Used to Make Ghozali Rich, This Startup Fires 50% of Tech Employees – 9 hours ago

Jakarta, CNBC Indonesia – Do you still remember Ghozali who suddenly became rich because of the NFT of his selfie photo? Almost two years have passed, the sales platform Opensea has reportedly cut its number of employees in half.

The NFT market giant confirmed the news of staff layoffs. However, the company will not mention the exact number affected by this policy. Currently, the number of OpenSea employees is estimated at 115 people.

“We are currently making significant organizational and operational changes as we focus on building an agile and better version of Opensea,” said an Opensea spokesperson, quoted from Decrypt, Monday (6/11/2023).


Co-founder Devin Finzer also spoke out about the layoffs. Opensea CEO said the company was carrying out layoffs to launch the company in the next generation version or Opensea 2.0.

He explained that his party was reluctant to just be a follower rather than a leader in the market. Opensea 2.0 is promised to have major improvements to the product.

“We want to move with speed, quality and confidence to make more meaningful bets.

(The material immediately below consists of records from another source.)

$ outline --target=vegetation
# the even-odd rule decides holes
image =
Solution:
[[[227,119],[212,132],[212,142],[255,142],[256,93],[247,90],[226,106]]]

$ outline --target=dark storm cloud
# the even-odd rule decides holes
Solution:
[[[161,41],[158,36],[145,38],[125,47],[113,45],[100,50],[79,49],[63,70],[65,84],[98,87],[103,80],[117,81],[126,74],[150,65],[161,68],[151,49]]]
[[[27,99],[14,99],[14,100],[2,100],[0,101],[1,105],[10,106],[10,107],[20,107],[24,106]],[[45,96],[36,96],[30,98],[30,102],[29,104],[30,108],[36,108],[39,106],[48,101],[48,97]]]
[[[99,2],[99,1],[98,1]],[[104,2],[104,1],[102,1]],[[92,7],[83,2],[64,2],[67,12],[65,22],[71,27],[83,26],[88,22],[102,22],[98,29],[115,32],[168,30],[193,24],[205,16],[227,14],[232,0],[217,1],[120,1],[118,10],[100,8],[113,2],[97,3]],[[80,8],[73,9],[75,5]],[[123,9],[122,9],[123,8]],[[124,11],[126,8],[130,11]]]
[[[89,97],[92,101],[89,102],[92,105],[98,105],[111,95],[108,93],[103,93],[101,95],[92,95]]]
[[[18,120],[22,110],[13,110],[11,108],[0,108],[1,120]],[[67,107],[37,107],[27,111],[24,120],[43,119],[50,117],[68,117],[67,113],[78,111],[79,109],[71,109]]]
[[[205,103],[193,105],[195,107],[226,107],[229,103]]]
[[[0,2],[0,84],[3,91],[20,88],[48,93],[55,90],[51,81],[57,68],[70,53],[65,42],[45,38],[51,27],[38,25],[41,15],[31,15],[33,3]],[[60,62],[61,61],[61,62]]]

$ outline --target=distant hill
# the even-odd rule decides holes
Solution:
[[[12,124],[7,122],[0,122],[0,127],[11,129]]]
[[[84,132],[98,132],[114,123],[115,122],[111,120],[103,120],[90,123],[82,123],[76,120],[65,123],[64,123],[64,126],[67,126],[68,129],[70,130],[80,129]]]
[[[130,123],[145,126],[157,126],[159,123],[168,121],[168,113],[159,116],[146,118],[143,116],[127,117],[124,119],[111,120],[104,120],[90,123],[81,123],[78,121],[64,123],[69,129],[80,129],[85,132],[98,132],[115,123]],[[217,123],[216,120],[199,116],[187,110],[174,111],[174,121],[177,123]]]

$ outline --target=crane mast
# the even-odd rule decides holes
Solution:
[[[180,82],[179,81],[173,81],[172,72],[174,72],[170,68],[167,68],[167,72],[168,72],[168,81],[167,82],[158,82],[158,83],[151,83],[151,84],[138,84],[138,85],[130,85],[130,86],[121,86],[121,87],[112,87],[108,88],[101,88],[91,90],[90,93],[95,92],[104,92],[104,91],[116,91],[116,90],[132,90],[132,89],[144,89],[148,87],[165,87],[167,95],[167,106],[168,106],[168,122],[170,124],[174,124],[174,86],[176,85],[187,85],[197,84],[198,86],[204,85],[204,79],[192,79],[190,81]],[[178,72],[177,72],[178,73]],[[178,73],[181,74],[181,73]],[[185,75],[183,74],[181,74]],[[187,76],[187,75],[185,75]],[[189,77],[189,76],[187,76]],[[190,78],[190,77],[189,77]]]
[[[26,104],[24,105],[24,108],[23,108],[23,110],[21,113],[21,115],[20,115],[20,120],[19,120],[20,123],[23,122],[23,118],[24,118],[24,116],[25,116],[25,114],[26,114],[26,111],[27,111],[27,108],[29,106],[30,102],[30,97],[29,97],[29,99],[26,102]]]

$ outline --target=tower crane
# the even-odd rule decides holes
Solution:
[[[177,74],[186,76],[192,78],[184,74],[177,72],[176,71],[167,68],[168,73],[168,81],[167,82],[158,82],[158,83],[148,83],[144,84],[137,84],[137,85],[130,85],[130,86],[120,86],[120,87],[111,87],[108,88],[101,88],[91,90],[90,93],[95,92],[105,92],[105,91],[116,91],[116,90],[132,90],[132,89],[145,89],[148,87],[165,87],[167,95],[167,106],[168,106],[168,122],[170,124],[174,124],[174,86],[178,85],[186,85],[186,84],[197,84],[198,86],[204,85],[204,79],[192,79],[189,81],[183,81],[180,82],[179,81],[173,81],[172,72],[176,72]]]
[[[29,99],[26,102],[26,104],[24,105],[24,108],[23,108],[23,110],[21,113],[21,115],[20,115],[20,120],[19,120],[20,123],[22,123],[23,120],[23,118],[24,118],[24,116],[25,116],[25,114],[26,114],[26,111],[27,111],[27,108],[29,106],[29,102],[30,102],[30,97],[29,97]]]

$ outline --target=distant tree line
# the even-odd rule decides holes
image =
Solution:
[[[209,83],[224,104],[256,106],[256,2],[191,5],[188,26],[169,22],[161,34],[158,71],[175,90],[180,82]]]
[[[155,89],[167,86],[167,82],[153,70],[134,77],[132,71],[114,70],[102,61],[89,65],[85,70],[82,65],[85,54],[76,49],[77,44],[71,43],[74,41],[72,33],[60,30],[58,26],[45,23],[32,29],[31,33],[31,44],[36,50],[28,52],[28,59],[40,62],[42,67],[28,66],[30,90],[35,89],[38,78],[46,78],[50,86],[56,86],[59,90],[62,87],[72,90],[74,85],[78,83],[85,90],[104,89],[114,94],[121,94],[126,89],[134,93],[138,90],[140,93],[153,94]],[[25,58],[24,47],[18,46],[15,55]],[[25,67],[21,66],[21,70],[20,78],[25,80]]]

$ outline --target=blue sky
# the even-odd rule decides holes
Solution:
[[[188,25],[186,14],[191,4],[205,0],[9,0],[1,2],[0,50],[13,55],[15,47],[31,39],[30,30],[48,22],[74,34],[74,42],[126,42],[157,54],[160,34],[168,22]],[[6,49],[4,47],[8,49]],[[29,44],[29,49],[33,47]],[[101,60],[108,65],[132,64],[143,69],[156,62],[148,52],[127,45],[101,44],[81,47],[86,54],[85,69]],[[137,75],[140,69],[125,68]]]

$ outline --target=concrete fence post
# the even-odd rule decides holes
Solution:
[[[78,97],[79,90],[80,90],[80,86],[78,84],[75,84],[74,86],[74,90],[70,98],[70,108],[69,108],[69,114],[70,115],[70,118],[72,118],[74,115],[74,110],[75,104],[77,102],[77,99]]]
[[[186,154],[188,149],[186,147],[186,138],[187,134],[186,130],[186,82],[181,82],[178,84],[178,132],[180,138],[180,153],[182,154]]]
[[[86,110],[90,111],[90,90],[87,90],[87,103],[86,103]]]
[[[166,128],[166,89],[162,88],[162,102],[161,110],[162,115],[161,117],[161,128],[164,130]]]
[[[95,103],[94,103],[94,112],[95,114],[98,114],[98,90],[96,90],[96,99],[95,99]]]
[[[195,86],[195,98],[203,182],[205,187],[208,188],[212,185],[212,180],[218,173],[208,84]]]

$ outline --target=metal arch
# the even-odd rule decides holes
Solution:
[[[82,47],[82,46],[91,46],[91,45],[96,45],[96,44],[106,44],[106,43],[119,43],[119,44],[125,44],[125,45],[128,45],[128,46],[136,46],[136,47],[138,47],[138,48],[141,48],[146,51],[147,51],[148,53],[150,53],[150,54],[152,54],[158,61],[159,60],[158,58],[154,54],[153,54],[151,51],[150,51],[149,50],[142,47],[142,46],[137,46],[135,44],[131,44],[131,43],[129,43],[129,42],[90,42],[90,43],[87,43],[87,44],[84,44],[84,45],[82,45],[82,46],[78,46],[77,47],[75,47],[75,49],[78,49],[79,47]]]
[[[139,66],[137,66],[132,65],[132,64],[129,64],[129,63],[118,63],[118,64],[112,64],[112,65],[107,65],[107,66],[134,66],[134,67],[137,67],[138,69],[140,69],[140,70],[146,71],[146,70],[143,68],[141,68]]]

Today we are reorienting the team on Opensea 2.0, a major improvement to our product, including basic technology, reliability, speed, quality and experience,” he explained.

Those affected by layoffs will be given severance pay for four months. Apart from that, they also get health and mental health services within six months, as well as faster equity provision.

In July 2022, Opensea also cut 57 employees. At that time the company reasoned that it was in order to cut costs amidst the decline in digital asset transactions.

The NFT market has started to lose its popularity since the middle of last year. Since then, the market has become increasingly quiet along with the decline in prices of crypto assets on the market.

At that time, it also coincided with economic problems ranging from high inflation, the threat of recession and high interest rates. This problem makes investors more careful about spending their funds on risky assets.